Hauptinhalt

Nationaler Aktionsplan

Für globale Nachhaltigkeit und faires Wirtschaften

Menschenrechte und Unternehmensverantwortung in Deutschland und weltweit

Podiumsgespräch während der 3. Plenumskonferenz zur Erstellung eines Nationalen Aktionsplan für Wirtschaft und Menschenrechte

Pressemitteilung vom 03.12.2015 |

Berlin – Anlässlich der anstehenden Erarbeitung eines Nationalen Aktionsplans für Wirtschaft und Menschenrechte der Bundesregierung hat Thomas Silberhorn, Parlamentarischer Staatssekretär beim Bundesminister für wirtschaftliche Zusammenarbeit und Entwicklung, heute zur 3. Plenumskonferenz eingeladen.

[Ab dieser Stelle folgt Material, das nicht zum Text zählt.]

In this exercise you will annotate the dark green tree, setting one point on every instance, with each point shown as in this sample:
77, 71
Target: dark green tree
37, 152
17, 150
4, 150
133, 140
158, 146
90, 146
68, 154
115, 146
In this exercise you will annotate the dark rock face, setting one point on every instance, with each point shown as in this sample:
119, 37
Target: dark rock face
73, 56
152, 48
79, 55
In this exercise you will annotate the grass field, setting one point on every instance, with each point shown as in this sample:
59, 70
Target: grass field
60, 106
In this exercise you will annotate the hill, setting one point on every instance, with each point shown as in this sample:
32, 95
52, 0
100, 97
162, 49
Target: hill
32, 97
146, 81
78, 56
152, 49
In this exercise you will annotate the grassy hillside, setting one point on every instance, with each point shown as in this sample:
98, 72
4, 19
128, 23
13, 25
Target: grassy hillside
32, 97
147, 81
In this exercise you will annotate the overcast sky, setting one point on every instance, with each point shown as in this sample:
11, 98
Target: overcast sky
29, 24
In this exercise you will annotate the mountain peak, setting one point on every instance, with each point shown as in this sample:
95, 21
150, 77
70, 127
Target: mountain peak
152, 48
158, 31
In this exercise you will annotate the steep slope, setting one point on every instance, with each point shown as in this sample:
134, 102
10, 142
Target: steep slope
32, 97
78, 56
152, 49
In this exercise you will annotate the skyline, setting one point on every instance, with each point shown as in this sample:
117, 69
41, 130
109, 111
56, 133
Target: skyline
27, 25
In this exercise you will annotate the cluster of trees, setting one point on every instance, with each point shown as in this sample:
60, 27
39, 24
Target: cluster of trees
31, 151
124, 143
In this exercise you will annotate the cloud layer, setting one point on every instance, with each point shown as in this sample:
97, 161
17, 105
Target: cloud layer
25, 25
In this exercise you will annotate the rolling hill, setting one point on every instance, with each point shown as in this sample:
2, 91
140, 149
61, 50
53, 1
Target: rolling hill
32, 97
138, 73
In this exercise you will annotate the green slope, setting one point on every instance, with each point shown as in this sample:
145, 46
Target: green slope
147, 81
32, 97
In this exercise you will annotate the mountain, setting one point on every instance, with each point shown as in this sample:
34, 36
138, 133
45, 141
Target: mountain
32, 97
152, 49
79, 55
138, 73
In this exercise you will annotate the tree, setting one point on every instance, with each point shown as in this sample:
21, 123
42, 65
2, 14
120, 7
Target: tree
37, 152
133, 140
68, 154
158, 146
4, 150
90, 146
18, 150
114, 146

Staatssekretär Silberhorn: "Ein ambitionierter Nationaler Aktionsplan sollte sowohl der staatlichen Schutzpflicht als auch der unternehmerischen Verantwortung für Menschenrechte gerecht werden. Wir müssen mit diesem Plan ein Signal setzen, dass Deutschland bei der Achtung von Umwelt-, Sozial- und Menschenrechtsstandards führend ist und es auch weiter bleibt."

Mit der Erstellung des Nationalen Aktionsplans für Wirtschaft und Menschenrechte kommt die Bundesregierung ihrer Verpflichtung aus dem Koalitionsvertrag nach, die Leitprinzipien für Wirtschaft und Menschenrechte der Vereinten Nationen in Deutschland umzusetzen. Die Leitprinzipien geben einen umfassenden, internationalen Bezugsrahmen für staatliche  Schutzpflichten und menschenrechtliche Verantwortung von Unternehmen im Zeitalter einer global verflochtenen Wirtschaft vor.

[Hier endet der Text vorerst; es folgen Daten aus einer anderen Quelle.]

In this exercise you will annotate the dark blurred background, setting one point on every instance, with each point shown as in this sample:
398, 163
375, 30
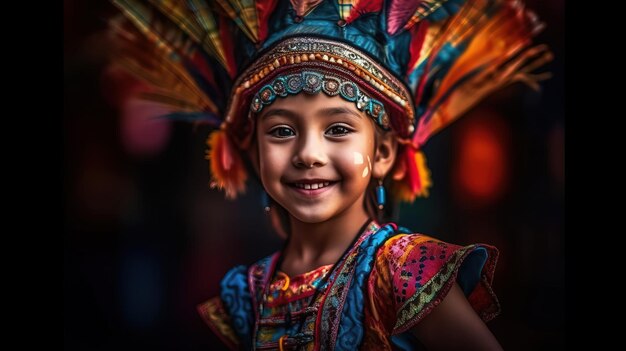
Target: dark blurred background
146, 240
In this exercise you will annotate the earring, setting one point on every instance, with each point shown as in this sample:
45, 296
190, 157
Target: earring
380, 195
265, 201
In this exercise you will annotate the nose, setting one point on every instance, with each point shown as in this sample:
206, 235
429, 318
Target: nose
310, 152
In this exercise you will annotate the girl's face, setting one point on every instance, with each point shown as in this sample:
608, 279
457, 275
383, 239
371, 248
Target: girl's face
315, 155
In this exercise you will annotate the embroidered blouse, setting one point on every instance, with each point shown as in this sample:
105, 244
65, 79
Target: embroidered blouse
387, 281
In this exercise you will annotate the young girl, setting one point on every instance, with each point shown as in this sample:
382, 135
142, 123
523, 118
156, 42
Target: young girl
329, 106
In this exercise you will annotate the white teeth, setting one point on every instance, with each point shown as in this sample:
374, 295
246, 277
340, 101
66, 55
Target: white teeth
312, 186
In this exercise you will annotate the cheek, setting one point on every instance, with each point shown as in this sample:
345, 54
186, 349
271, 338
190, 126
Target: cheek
271, 159
356, 161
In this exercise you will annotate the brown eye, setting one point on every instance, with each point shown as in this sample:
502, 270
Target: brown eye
338, 131
282, 132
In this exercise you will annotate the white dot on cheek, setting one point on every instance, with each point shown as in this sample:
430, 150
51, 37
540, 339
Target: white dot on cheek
358, 158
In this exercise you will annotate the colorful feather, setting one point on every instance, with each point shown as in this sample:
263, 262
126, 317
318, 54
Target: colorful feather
358, 8
243, 13
400, 11
497, 56
303, 7
227, 168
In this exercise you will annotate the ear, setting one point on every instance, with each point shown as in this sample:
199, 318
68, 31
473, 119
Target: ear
384, 155
253, 155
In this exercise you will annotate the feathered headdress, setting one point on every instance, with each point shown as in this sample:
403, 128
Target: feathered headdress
413, 66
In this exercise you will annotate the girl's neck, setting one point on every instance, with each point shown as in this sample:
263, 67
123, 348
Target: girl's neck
312, 245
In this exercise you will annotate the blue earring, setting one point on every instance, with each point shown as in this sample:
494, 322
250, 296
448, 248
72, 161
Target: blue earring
380, 195
265, 201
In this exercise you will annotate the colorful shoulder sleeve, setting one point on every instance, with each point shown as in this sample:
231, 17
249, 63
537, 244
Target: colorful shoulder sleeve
413, 273
230, 314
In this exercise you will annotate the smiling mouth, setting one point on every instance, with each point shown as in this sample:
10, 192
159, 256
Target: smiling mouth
312, 186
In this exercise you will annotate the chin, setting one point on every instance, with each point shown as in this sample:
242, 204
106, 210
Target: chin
310, 215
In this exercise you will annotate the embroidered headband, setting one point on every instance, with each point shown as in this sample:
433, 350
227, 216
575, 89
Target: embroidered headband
412, 66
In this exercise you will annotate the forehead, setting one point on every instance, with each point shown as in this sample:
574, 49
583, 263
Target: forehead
308, 105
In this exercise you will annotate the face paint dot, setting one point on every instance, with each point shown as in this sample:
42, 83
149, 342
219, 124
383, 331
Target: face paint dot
358, 158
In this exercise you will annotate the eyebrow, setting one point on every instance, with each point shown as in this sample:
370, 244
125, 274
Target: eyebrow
330, 111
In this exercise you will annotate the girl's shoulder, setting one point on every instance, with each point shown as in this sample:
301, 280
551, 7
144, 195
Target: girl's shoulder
413, 272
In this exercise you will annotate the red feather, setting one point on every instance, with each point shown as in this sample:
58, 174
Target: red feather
264, 9
418, 34
227, 42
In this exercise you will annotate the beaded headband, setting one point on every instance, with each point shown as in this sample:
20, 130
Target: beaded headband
412, 66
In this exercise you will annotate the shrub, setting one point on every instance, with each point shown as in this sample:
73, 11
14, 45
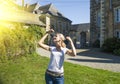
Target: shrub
117, 52
18, 41
111, 44
96, 44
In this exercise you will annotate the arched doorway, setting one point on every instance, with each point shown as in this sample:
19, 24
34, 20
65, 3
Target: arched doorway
83, 39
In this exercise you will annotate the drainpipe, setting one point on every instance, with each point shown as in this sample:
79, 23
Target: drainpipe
102, 28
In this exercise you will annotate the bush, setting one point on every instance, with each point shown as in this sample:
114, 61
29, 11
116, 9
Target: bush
18, 41
117, 52
96, 44
112, 45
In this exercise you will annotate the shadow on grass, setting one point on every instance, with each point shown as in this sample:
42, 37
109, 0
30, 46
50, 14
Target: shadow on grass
96, 55
1, 82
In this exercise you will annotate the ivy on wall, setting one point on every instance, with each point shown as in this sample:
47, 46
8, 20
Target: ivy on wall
19, 40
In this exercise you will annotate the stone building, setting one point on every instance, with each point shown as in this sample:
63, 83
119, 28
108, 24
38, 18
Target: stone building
104, 20
12, 13
80, 34
51, 17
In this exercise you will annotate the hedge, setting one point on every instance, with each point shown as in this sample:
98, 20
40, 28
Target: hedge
18, 41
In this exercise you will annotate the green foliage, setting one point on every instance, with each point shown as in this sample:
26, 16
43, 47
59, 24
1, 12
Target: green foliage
112, 45
117, 52
96, 44
18, 41
30, 69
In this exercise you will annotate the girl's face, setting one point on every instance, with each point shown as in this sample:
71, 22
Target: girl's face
56, 38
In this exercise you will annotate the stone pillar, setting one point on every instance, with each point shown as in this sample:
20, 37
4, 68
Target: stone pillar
102, 27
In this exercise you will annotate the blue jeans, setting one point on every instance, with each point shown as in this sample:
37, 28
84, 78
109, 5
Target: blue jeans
53, 80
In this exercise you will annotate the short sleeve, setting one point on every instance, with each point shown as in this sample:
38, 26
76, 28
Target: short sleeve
65, 50
51, 48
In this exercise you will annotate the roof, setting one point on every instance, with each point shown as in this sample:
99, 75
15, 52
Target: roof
32, 7
80, 27
51, 10
12, 14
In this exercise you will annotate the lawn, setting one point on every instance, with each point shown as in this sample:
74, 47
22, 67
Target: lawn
30, 69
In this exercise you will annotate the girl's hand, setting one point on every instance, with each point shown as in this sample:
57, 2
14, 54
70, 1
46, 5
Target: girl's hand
68, 38
50, 31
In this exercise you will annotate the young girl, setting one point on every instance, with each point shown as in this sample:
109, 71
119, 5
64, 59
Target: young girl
55, 72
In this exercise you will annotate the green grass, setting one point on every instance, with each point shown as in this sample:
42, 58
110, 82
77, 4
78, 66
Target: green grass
30, 69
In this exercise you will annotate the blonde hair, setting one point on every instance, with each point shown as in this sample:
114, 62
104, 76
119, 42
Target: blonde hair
62, 40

Staatssekretär Silberhorn: "Die Globalisierung gerecht zu gestalten, ist unser  entwicklungspolitisches Leitmotiv. Menschenrechte sind das Leitprinzip unserer wertebasierten Entwicklungspolitik. Durch Brancheninitiativen wie das Textilbündnis und das Forum Nachhaltiger Kakao wollen wir zeigen, wie Menschenrechte durch Zusammenwirken von Staaten und Unternehmen in der Praxis gewährleistet werden können."

Die Veranstaltung ist ein wichtiger Meilenstein auf dem Weg zur geplanten Verabschiedung des Aktionsplanes durch das Bundeskabinett im Mai nächsten Jahres. Sie markiert den Abschluss der in den vergangenen Monaten durchgeführten elf Expertenanhörungen unter breiter Einbindung von Vertretern verschiedener Stakeholdergruppen – Unternehmen und Gewerkschaften, Zivilgesellschaft und Verbände, Wissenschaft und Politik.

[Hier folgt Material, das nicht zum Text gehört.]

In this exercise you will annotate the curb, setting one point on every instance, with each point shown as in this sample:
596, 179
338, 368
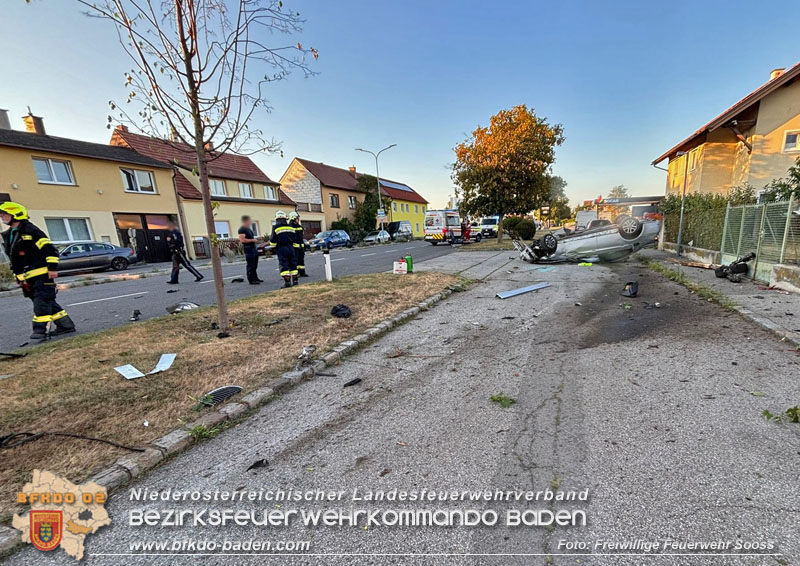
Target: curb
178, 440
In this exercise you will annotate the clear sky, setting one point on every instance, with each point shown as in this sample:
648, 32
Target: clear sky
626, 79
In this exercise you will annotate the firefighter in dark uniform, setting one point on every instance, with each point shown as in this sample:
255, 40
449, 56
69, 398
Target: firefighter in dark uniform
34, 262
282, 241
300, 245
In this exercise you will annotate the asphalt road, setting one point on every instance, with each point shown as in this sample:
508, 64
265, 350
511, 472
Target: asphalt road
655, 410
96, 307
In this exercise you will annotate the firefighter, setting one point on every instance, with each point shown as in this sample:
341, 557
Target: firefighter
34, 262
283, 240
299, 245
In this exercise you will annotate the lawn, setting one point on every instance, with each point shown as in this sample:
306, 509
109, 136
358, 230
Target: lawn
70, 385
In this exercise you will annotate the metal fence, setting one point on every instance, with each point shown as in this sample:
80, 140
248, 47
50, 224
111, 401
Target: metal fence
770, 230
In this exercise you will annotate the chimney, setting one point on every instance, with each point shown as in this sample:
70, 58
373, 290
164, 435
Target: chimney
34, 124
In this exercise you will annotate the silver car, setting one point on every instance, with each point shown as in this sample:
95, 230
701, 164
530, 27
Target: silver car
611, 242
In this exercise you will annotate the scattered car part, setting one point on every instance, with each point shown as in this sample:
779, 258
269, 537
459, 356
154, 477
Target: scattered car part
631, 289
219, 395
182, 306
521, 290
341, 311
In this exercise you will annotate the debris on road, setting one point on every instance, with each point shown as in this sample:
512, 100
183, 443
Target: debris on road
631, 289
263, 463
520, 291
341, 311
219, 395
182, 306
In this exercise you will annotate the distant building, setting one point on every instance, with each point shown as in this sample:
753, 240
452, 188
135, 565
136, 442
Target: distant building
754, 141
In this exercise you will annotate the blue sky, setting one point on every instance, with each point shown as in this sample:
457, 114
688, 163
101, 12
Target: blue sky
626, 79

Auf Einladung des BMZ diskutieren unter anderem Christoph Strässer, Beauftragter der Bundesregierung für Menschenrechtspolitik und humanitäre Hilfe, Dr. Achim Dercks, Hauptgeschäftsführer des Deutschen Industrie- und Handelskammertages, sowie Dr. Martin Bröckelmann-Simon, Geschäftsführer Internationale Zusammenarbeit im kirchlichen Hilfswerk Misereor.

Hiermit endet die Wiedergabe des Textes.